Can anyone explain how to approach such problems? I tried finding fitting lemmas, but I can't say I can put the pieces together..
Consider the predicates $P_1,P_2,Q_1,Q_2 : R$ $\rightarrow \{0,1\}$ such that $P_1 \vee P_2 $ , $Q_1 \vee Q_2 $ are semi-decidable and $P_2 = \overline{Q_2}$. What can be said about $P_1 \vee Q_1 $?
On
Absolutely nothing. (I think there's probably a typo in what you wrote . . .)

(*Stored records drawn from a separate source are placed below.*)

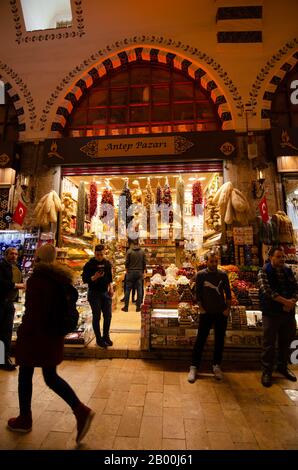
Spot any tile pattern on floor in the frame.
[0,358,298,450]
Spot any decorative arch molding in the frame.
[51,46,232,132]
[40,35,244,131]
[249,38,298,129]
[0,60,36,135]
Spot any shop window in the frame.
[174,83,194,101]
[271,113,290,127]
[71,107,87,127]
[110,108,127,123]
[174,103,194,121]
[111,88,127,105]
[292,113,298,128]
[152,86,170,103]
[130,87,149,103]
[152,106,171,121]
[152,68,171,83]
[89,90,108,106]
[130,67,151,85]
[65,63,220,135]
[20,0,72,31]
[130,106,149,122]
[88,108,107,125]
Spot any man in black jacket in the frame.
[121,239,146,312]
[258,247,298,387]
[0,247,25,371]
[82,245,114,348]
[188,252,231,383]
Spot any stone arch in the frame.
[51,45,233,137]
[249,38,298,129]
[0,61,36,134]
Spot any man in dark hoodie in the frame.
[258,247,298,387]
[122,238,146,312]
[7,243,94,444]
[0,247,25,371]
[188,252,231,383]
[82,245,114,348]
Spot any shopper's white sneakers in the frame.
[212,364,223,380]
[187,366,197,384]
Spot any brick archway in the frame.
[261,50,298,129]
[51,46,233,136]
[0,75,26,133]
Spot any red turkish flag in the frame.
[259,196,269,222]
[12,201,27,225]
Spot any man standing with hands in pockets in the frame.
[258,247,298,387]
[82,245,114,348]
[0,247,25,371]
[188,252,231,383]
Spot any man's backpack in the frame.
[50,284,79,336]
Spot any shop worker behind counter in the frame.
[7,244,94,443]
[0,247,25,371]
[258,247,298,387]
[82,245,114,348]
[188,252,231,383]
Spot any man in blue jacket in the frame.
[0,247,25,371]
[258,247,298,387]
[82,245,114,348]
[188,252,231,383]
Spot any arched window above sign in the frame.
[64,63,221,137]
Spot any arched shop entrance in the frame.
[44,58,236,349]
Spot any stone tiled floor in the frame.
[0,359,298,450]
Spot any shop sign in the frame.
[44,131,236,166]
[271,127,298,157]
[80,136,194,158]
[0,142,14,168]
[290,80,298,105]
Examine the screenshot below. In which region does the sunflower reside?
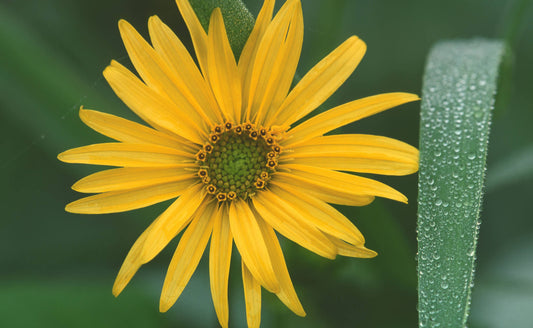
[59,0,419,327]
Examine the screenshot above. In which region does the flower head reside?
[59,0,418,327]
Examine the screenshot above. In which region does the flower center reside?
[196,122,281,202]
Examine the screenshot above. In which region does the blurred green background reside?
[0,0,533,328]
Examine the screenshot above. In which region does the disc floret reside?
[196,122,281,202]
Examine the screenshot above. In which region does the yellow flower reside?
[59,0,418,327]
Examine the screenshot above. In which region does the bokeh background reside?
[0,0,533,328]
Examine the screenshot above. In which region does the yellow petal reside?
[209,206,233,328]
[159,203,216,312]
[141,183,206,263]
[242,261,261,328]
[80,108,198,154]
[104,61,205,144]
[270,180,365,244]
[269,181,374,206]
[148,16,222,122]
[280,134,418,175]
[328,236,378,258]
[113,187,205,296]
[257,214,305,317]
[118,20,211,129]
[113,221,155,297]
[57,143,194,167]
[176,0,207,77]
[229,200,279,293]
[238,0,276,114]
[207,8,242,123]
[284,92,420,146]
[246,1,303,125]
[65,176,196,214]
[267,36,366,126]
[252,191,337,259]
[276,164,407,203]
[72,165,196,193]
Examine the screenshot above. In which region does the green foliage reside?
[190,0,255,58]
[418,39,504,327]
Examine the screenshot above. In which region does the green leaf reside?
[417,39,504,327]
[190,0,255,58]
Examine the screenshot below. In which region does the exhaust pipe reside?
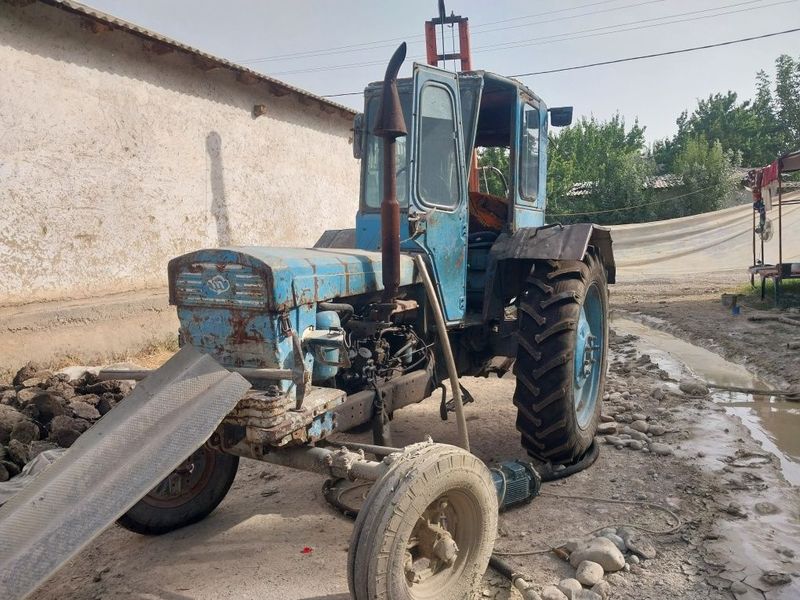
[372,42,408,317]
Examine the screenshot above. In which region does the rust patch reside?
[228,310,264,345]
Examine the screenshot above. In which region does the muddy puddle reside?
[612,316,800,485]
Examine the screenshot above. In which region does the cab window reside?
[519,104,540,202]
[417,83,460,208]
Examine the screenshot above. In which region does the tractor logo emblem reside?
[206,275,231,296]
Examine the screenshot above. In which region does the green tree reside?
[669,136,736,217]
[547,114,655,223]
[478,148,511,198]
[775,54,800,143]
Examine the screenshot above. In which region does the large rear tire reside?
[514,251,608,464]
[117,445,239,535]
[347,444,497,600]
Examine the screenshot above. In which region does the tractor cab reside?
[354,64,571,325]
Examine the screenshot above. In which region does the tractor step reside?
[0,346,250,600]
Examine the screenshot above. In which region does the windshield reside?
[361,92,411,209]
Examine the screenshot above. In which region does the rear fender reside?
[483,223,617,321]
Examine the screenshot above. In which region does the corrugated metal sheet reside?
[39,0,356,118]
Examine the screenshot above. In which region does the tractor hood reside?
[169,247,415,312]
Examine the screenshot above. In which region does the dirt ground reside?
[25,278,800,600]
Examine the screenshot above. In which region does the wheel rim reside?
[405,490,482,600]
[573,283,605,429]
[142,446,216,508]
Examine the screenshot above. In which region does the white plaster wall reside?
[0,3,358,305]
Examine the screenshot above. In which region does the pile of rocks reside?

To see this, set $P_2=True$, $Q_2=False$, and $Q_1=False$. Then $P_1\vee P_2=True$ and $Q_1\vee Q_2=False$, so each are semi-decidable. Meanwhile, $P_1\vee Q_1$ is just $P_1$. But there are no constraints on what $P_1$ can be.

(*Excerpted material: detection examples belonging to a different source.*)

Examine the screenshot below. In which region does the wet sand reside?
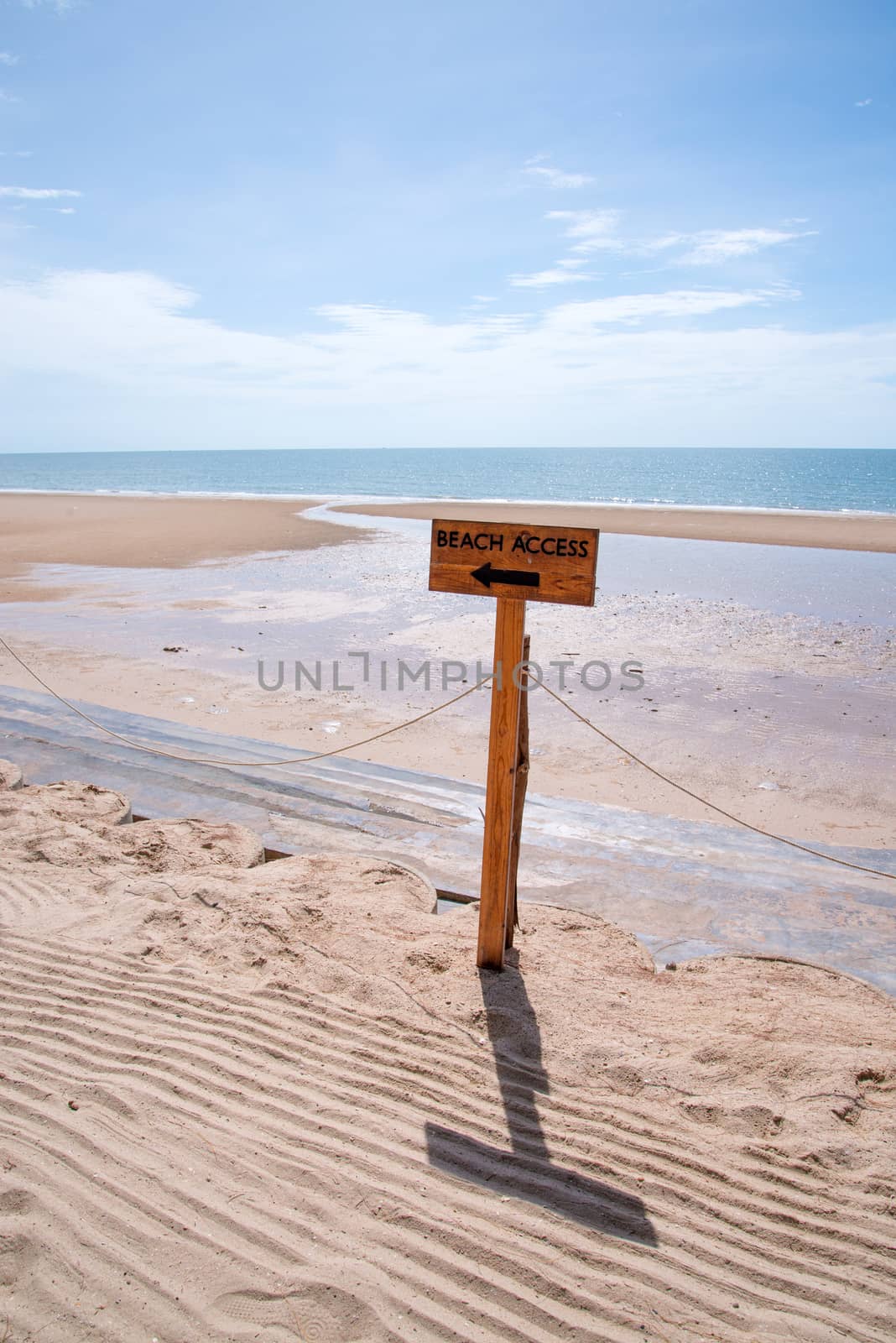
[0,761,896,1343]
[0,495,896,848]
[333,499,896,553]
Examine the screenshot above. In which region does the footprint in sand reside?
[212,1281,383,1343]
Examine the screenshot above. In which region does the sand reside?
[0,495,896,848]
[334,499,896,553]
[0,768,896,1343]
[0,493,367,602]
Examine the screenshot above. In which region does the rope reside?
[0,635,492,770]
[0,635,896,881]
[535,681,896,881]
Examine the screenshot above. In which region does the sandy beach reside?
[0,495,896,848]
[0,761,896,1343]
[0,493,367,600]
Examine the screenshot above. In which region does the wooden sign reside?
[430,519,598,606]
[430,519,598,969]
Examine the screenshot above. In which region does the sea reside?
[0,447,896,513]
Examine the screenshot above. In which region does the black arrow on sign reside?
[472,560,542,587]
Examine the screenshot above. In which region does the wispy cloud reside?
[659,228,814,266]
[0,186,81,200]
[546,289,800,329]
[524,154,594,191]
[0,271,896,447]
[546,210,814,266]
[510,262,596,289]
[546,210,623,253]
[18,0,82,13]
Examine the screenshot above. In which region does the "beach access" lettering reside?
[430,519,598,606]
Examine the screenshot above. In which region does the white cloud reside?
[18,0,81,13]
[544,210,623,253]
[524,154,594,191]
[510,260,596,289]
[675,228,811,266]
[0,271,896,450]
[546,210,813,266]
[0,186,81,200]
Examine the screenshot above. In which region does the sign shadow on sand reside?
[425,951,657,1245]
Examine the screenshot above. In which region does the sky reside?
[0,0,896,452]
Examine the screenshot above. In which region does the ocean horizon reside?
[0,447,896,513]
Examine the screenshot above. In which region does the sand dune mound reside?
[0,768,896,1343]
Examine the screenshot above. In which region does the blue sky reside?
[0,0,896,452]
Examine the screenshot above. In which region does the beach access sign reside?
[430,519,598,969]
[430,519,598,606]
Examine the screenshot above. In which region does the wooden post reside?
[504,635,530,947]
[477,596,526,969]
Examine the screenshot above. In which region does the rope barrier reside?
[0,635,896,881]
[530,681,896,881]
[0,635,492,770]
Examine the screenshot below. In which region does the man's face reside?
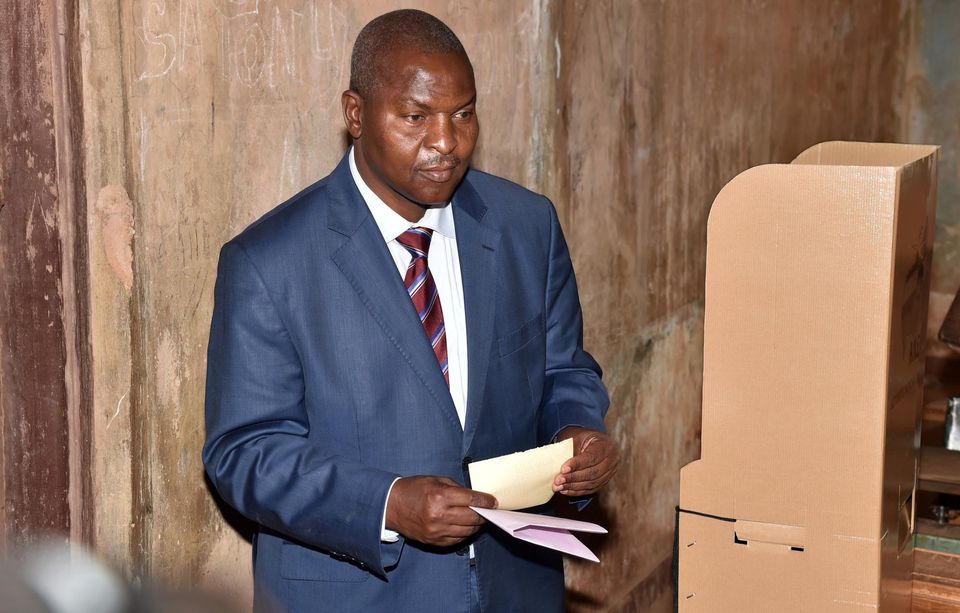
[343,50,480,221]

Let us look at number-theoretic predicates. Suppose that $P_1$ is an arbitrarily badly undecidable subset of the natural numbers. Let $P_2$ be the set of natural numbers, and let $Q_1$ be say the empty set.
Then $P_1\lor P_2$ is semi-decidable, indeed decidable, as is $Q_1\lor Q_2$, but $P_1\lor Q_1$ is not even semi-decidable.